Lake MacDonald To The Deep Rock-Holes

On the 16th we had breakfast by moonlight, and were well on our way before daylight. From a ridge higher than the others we got the only glimpse of the lake that was permitted us by the sandhills. About two o'clock, the gin, who had been making towards the Davenport Hills (Tietkens), suddenly turned off and brought us to a little well in the trough of two ridges—the usual wretched concern, yielding no more than three bucketsful. We worked far into the night. Having to observe for latitude I stayed up last, and baled the well before going to rest, leaving about two gallons in the bottom to allow it to settle before morning. At daylight we heard loud howls and snarls coming apparently from the centre of the earth. Further investigation disclosed a lean and fierce-looking dingo down our well, which, in its frantic struggles to get out, had covered up our little pool of water and made a horrible mess of things. I never saw so savage-looking a brute, and, not feeling called upon to assist it, I ended its troubles with a bullet—a kindly act, which doubtless, on their return, gave a welcome supply of cheap meat to the tribe who had only lately retired from the well, and also added to our small store of dingo-tails, which (at 5 shillings each), so far as we could see, would be our only means of deriving any profit from our labours. I think we only got five, and they were lost!

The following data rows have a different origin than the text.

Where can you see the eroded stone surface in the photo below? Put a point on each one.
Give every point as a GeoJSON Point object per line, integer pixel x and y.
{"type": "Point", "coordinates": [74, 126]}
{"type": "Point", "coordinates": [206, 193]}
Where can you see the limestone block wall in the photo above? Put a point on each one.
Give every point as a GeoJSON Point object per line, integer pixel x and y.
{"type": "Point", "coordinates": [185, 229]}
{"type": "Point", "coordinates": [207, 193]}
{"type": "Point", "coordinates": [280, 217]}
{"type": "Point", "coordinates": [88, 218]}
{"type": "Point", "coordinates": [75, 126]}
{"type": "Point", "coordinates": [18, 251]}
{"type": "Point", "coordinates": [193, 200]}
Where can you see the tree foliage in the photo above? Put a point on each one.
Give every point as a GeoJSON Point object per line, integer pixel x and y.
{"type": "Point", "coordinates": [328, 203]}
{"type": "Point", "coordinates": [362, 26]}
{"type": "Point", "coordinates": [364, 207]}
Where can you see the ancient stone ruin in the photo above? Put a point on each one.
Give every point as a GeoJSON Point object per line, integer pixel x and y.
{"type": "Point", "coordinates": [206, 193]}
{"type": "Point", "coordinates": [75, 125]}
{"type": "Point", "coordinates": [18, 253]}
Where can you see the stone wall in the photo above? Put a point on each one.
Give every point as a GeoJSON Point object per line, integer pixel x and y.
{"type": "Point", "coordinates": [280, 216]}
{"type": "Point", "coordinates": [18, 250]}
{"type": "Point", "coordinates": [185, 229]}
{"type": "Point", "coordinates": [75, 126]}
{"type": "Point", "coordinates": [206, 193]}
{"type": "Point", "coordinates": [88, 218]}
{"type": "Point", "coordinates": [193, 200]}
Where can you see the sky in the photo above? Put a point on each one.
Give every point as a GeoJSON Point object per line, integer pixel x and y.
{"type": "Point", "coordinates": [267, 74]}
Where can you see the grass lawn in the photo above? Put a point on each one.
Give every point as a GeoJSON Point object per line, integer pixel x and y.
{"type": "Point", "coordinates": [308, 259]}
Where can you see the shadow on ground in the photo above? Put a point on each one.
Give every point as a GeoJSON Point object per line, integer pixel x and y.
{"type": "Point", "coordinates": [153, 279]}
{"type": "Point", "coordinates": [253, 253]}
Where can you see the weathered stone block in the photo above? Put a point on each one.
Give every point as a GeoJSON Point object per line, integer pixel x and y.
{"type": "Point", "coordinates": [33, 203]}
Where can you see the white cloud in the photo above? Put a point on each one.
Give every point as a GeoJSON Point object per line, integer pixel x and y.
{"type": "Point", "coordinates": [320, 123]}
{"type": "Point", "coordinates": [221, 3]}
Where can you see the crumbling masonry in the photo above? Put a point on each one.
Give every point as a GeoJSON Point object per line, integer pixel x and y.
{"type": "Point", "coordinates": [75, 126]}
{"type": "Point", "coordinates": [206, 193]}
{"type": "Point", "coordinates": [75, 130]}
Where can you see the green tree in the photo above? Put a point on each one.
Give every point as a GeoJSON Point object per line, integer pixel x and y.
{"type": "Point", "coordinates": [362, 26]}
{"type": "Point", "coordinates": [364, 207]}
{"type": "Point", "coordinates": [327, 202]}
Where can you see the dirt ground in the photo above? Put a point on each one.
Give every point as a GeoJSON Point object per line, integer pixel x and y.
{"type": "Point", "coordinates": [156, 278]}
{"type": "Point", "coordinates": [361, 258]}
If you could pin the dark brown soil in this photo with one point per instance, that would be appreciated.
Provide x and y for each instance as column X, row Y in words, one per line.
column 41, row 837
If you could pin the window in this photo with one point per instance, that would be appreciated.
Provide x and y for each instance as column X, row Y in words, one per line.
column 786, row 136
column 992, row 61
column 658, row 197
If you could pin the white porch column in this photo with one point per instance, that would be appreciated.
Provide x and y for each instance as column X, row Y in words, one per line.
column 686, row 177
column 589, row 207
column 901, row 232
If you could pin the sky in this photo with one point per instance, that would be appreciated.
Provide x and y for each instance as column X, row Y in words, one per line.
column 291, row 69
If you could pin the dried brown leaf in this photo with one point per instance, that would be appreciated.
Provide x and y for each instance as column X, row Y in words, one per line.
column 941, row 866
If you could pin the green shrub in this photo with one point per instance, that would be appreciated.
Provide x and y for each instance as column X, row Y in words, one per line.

Our position there was lat. 23° 26´, long. 128° 42´. The gin on showing us the well had been at once liberated, a step which I now rather regretted—but one cannot be unkind to ladies, even though they are black, naked savages, little better than beasts! Remembering that she had pointed towards the hills ahead, I steered on that course, and before long we came on the tracks of a man, woman, and child, walking in the same direction. Here I saw a pure white spinifex rat, leaping the tussocks in front of me, but of course had no means of stopping it.

All that day we followed the tracks, over sandhills, samphire-flats, through clumps of desert oak, past dry wells, from sunrise until sunset. Warri and I were ahead for in tracking it is better to be well in advance—riding and walking in turn until Highlander knocked up and had to be led. Breaden and Godfrey had awful work behind to get the camels along. At almost every sandhill one or other of them, usually Bluey, would drop and refuse to budge an inch until forced by blows. How the poor brutes strain, and strain again, up the steep, sandy slopes; painful sight, heart-breaking work—but work done!

We crossed the Davenport Hills shortly before sunset and waited on the other side for the main party, in case in the bad light and on the hard rocks our tracks should be missed. As they came up, we heard a distant call—a gin's—and presently the smoke from a fire was visible. The Monk had done the least work that day, and was the staunchest horse, indeed the only one capable of more than walking, so I despatched Godfrey to surprise the camp, whilst we followed. He rode right on to the tribe, and was accorded a warmish welcome, one buck casting his spear with great promptitude. Luckily his aim was poor and the spear passed by Godfrey's head.